Ah, telcos. Will ever stop being craven weasels?

So, there’s been a bit of hoopla lately about network neutrality and what the Obama administration’s position might be thereon. NN is the idea that all net traffic should be treated the same, and that telcos shouldn’t be able to prioritize some data over others — just as the phone company doesn’t prioritize party A’s calls over party B’s on the basis of some “Gold Seal” level of service sold to A. This is a good notion for lots of reasons, not the least of which is that we don’t want the increasingly diversely-interested telcos deciding to, say, detain packets of data related to competitors’ services. (The other angle is that in order to deliver better service for some packets relative to today’s mode of work, you’d basically just be degrading everything else. It’s not like they’re gonna roll out a new nationwide fiber network and charge admission to the fast lane; it’s all about putting roadblocks up.)

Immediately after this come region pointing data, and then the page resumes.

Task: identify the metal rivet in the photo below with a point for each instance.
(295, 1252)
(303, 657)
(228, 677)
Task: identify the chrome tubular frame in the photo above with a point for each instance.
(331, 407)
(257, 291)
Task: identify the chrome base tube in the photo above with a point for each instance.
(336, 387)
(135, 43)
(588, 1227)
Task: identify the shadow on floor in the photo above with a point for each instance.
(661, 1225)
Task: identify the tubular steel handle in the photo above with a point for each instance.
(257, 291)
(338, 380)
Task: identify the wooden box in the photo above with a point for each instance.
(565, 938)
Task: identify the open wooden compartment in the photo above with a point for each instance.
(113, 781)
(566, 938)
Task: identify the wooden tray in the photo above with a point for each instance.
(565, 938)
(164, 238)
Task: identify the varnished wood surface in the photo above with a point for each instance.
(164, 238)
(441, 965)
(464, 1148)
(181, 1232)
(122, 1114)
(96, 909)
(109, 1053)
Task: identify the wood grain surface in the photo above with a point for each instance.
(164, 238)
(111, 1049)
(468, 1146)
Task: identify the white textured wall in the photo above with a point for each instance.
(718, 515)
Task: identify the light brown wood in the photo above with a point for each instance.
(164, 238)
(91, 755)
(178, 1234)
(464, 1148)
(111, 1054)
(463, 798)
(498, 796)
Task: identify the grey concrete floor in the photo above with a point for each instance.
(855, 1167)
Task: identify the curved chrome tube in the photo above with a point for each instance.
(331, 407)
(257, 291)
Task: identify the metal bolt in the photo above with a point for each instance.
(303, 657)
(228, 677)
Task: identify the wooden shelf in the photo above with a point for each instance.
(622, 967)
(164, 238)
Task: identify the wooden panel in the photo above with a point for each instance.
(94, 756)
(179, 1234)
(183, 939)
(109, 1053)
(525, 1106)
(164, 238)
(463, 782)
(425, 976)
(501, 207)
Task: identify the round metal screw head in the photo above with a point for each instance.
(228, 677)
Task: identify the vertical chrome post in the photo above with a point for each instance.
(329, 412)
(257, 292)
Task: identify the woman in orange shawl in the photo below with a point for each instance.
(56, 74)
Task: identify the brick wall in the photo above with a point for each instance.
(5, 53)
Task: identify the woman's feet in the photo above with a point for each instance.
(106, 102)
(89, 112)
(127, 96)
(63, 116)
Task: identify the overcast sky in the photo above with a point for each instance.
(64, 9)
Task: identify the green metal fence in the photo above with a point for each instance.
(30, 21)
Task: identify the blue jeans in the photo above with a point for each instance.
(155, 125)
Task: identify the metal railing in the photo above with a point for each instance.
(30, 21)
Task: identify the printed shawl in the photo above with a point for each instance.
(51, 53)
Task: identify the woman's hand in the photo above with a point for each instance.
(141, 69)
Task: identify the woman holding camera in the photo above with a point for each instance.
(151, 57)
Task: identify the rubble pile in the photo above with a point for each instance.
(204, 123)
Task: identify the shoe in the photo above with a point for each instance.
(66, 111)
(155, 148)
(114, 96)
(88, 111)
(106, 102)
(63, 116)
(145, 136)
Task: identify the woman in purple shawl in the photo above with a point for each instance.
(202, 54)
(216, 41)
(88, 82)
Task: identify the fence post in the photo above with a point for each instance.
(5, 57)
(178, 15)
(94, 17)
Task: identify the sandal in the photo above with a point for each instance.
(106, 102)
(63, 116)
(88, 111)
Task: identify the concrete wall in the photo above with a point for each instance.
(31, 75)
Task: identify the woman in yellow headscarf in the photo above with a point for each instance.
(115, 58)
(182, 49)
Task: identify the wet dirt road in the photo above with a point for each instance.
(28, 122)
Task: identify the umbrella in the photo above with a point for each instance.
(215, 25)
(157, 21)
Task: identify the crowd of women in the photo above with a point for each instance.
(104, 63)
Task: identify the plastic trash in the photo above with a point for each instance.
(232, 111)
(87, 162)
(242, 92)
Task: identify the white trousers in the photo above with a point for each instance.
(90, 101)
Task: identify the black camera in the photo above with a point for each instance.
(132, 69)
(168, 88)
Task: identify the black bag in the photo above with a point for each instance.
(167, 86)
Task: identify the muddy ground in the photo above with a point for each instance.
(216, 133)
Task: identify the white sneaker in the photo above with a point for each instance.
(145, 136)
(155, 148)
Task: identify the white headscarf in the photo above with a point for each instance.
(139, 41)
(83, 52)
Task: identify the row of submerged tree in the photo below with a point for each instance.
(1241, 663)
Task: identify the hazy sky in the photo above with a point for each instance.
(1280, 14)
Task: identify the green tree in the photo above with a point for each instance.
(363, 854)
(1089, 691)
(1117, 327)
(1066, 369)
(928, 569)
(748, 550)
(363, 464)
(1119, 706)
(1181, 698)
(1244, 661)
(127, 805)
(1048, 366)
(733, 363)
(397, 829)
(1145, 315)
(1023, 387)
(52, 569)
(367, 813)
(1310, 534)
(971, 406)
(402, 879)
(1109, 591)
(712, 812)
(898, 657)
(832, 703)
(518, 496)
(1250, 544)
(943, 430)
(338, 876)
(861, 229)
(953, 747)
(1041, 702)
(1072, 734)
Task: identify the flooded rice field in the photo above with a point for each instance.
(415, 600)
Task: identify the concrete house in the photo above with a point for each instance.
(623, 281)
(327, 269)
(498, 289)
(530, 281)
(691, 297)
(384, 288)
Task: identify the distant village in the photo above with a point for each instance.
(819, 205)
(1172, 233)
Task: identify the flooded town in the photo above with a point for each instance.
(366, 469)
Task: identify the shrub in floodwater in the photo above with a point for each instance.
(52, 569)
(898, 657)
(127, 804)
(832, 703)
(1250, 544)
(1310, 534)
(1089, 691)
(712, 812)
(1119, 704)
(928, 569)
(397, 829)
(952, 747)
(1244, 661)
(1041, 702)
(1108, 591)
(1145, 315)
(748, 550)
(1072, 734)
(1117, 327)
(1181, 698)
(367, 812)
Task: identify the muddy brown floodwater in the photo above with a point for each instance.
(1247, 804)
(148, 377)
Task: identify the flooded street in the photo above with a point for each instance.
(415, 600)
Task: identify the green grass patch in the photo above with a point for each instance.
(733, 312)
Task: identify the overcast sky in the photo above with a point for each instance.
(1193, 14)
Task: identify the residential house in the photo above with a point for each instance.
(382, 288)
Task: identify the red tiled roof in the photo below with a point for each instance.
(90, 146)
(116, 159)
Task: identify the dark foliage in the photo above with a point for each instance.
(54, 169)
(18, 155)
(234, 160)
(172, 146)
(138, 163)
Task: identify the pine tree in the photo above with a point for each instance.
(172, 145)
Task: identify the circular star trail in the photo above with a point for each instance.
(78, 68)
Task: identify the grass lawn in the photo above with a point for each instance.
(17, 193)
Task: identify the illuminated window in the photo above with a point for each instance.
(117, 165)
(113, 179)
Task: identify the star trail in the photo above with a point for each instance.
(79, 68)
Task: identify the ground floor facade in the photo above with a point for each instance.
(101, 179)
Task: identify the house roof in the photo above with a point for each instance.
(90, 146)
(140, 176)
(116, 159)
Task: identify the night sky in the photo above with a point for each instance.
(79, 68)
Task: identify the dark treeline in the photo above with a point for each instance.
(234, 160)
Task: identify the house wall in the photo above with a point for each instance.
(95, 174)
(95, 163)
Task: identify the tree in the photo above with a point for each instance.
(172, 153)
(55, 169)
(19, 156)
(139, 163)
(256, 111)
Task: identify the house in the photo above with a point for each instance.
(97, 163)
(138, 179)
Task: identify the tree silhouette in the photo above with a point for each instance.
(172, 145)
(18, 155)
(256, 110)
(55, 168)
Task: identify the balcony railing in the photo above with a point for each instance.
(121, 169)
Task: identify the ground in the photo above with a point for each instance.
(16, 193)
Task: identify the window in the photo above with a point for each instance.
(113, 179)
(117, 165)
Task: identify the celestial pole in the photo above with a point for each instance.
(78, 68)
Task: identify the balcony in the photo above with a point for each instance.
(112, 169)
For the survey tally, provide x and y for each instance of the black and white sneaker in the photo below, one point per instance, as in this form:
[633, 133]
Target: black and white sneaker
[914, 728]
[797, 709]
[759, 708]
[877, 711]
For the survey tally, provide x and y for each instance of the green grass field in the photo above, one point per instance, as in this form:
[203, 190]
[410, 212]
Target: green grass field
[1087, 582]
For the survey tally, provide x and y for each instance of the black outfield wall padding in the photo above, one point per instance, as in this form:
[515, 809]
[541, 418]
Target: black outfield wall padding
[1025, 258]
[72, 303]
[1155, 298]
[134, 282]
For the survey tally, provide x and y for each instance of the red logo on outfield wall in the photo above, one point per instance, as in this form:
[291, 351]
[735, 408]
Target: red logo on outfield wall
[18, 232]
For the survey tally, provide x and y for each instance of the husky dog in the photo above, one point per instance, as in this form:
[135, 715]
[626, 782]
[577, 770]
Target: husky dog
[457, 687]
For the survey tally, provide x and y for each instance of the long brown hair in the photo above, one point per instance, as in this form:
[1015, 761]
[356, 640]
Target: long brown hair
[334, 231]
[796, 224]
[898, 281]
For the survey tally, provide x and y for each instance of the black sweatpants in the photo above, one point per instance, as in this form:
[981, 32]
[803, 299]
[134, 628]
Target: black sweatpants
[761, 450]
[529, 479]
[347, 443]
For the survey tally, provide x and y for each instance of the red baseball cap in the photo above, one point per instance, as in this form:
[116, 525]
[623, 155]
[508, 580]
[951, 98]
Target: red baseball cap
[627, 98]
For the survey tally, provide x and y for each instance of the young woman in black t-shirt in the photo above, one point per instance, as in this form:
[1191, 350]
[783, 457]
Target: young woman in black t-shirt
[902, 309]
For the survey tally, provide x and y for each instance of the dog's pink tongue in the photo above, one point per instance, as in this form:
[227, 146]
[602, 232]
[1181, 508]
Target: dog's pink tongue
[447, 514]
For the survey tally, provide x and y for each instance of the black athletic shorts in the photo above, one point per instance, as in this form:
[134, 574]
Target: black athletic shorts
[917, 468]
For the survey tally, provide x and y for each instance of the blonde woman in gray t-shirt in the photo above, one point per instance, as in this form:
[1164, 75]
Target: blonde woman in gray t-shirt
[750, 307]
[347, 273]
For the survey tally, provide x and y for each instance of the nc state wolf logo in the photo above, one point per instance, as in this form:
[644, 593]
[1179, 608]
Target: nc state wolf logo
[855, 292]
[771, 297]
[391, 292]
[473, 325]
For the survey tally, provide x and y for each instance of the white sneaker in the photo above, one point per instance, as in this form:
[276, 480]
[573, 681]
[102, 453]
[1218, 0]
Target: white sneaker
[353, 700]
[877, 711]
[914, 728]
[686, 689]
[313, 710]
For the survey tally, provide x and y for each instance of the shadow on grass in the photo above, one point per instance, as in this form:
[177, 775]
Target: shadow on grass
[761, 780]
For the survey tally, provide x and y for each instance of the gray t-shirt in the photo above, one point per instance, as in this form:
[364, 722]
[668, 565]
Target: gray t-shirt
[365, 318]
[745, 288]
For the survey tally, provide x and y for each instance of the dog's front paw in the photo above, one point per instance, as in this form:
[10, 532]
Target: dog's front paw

Anyway, one bullshit argument the telcos love to use — especially when they can have idiot sockpuppet pseudo-analysts do their shilling for them — is that a network-neutral world is why Google gets such a free ride.

Free ride, you say? What’s he talking about? Good question. The idea is that Google, since it’s not paying for the round trip of bandwidth between you and Gmail, is somehow getting a subsidy. Except — first — every Google customer is paying for bandwidth somewhere, and — second — Google of course pays for bandwidth to its data centers. Does Google pay for bandwidth at the same rate you do? Of course not, just as Nestle pays a lot less for sugar than you do:

This is stupid on so many levels I’m almost too stunned to know where to begin. Why would you ever imagine that the per-byte cost of getting upstream traffic out on a few enormous pipes would be the same as the per-byte cost on the downstream side, where the same traffic is dispersed to a bazillion consumers, each with their own broadband connection? (Nestle pays a lot less per pound than you do for sugar; I await a “research study.”) What would possess anyone to posit that there’s some inherently “fair” division of the cost of connecting end users to popular (mostly free) services anyway? Google adds value to the product ISPs sell, presumably helping them to attract customers; should Eric Schmidt be demanding compensation for the “implicit subsidy”?